Your question, why is covering the bases more important than making money is a good one and comes up on this board many times so I thought I would take a shot at answering even though it goes against the grain here on Saul’s board. Hopefully, it is okay to post…

I have learned a ton from this board and I believe that it has definitely improved my investment philosophy. However, I don’t have enough confidence in my abilities to pick stocks to put all of my investments in a few stocks or push money in and pull money out as rapidly as some.

Even though I am retired, I don’t have the time or inclination to follow stocks so closely as some here. A prime example is Saul’s dumping of Fastly overnight and the next day when earnings came out (which was brilliant by the way!). And I’ll even go farther as to say even if I read the earnings report, I would need to dwell on it a while to determine if the problems are temporary or real. My experience is that when I knee jerk react, I do exactly the wrong thing.

I actually think I am getting better (again, thanks to Saul and this community) but we are talking about my life savings here. So I don’t change rapidly, I buy what I think are great companies with long runways and try to give them a little rope.

I have owned Apple, Amazon, Netflix, and a number of others for years. I sleep very easy at night with my companies. But I will be the first to admit that most years Saul and others will kick my butt. I have to be satisfied with my paltry 40% return last year, ha ha. And I am fine with that.

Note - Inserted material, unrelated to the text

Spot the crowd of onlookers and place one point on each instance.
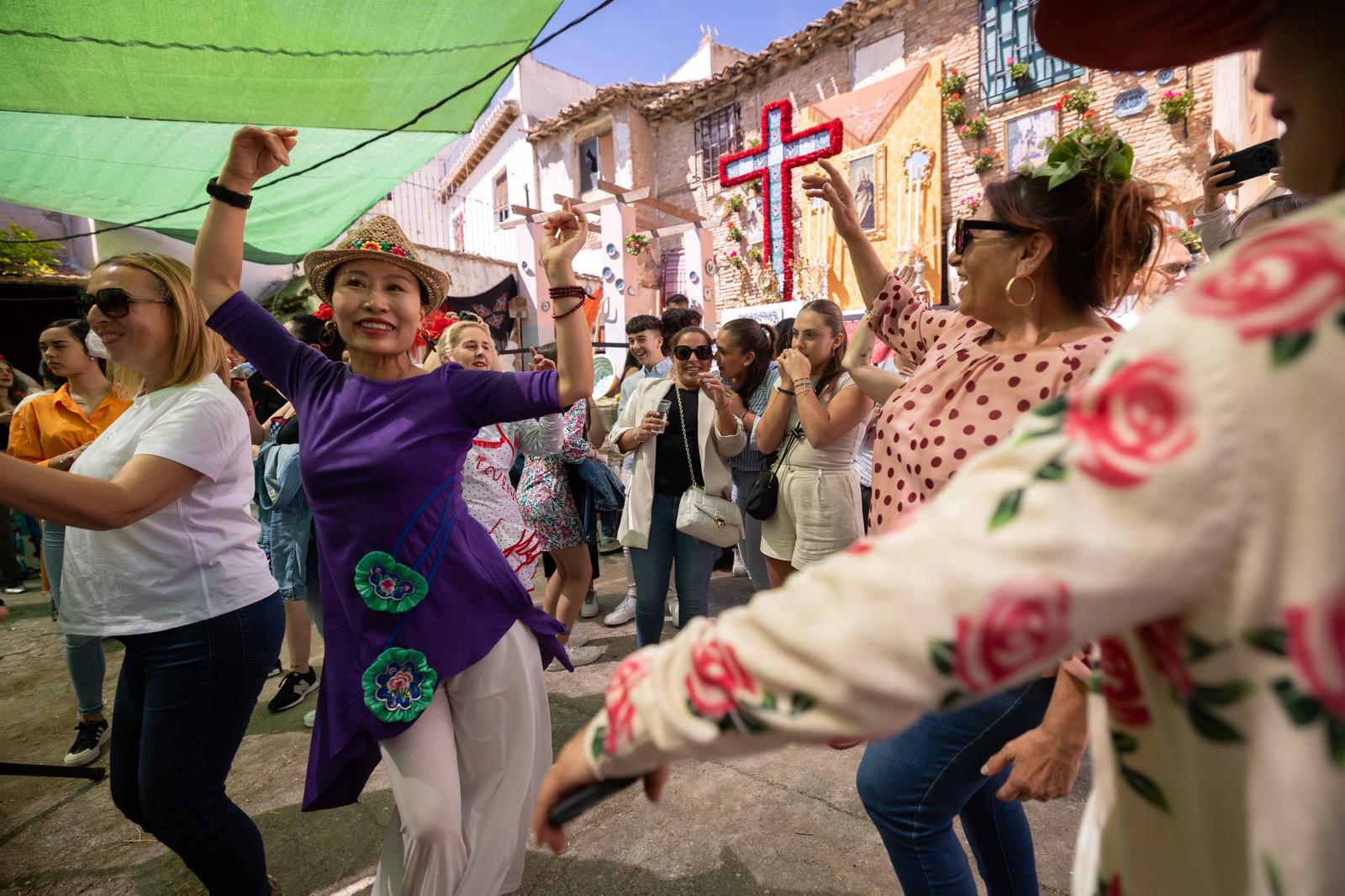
(766, 447)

So onto your question. Based on my study of the companies in the post, I would rank the company most likely to win big long term as Crowdstrike and the lowest risk company as Palo Alto Networks. I think they have a very good chance of being significantly higher in 5 years based on their strong growth, market position, and reasonable market value.

OKTA kind of plays in its own field so their growth rate and value also look attractive due to less risk of competition which is why I own them. I have been reducing OKTA some over time and I have been thinking of adding to Zscaler, but haven’t pulled the trigger. And of course (it was the point of the question) thinking of buying some PANW. I think that owning multiple companies in a great industry is okay.

But to be clear, I am always evaluating and changing totals at the fringes so over time things change as the companies do.

Hope that helps and makes sense. I totally agree that it is different than many here so no explanations of why I shouldn’t own my 15th best idea instead of more of my first. BY the way, I own about 50 stocks… I know sacrilege!! Ha ha

Thanks to all for a great board and hope I added to it (not cluttered it up!)

Randy
PS: thanks again Saul, I do believe you have changed lives for those willing to do the work.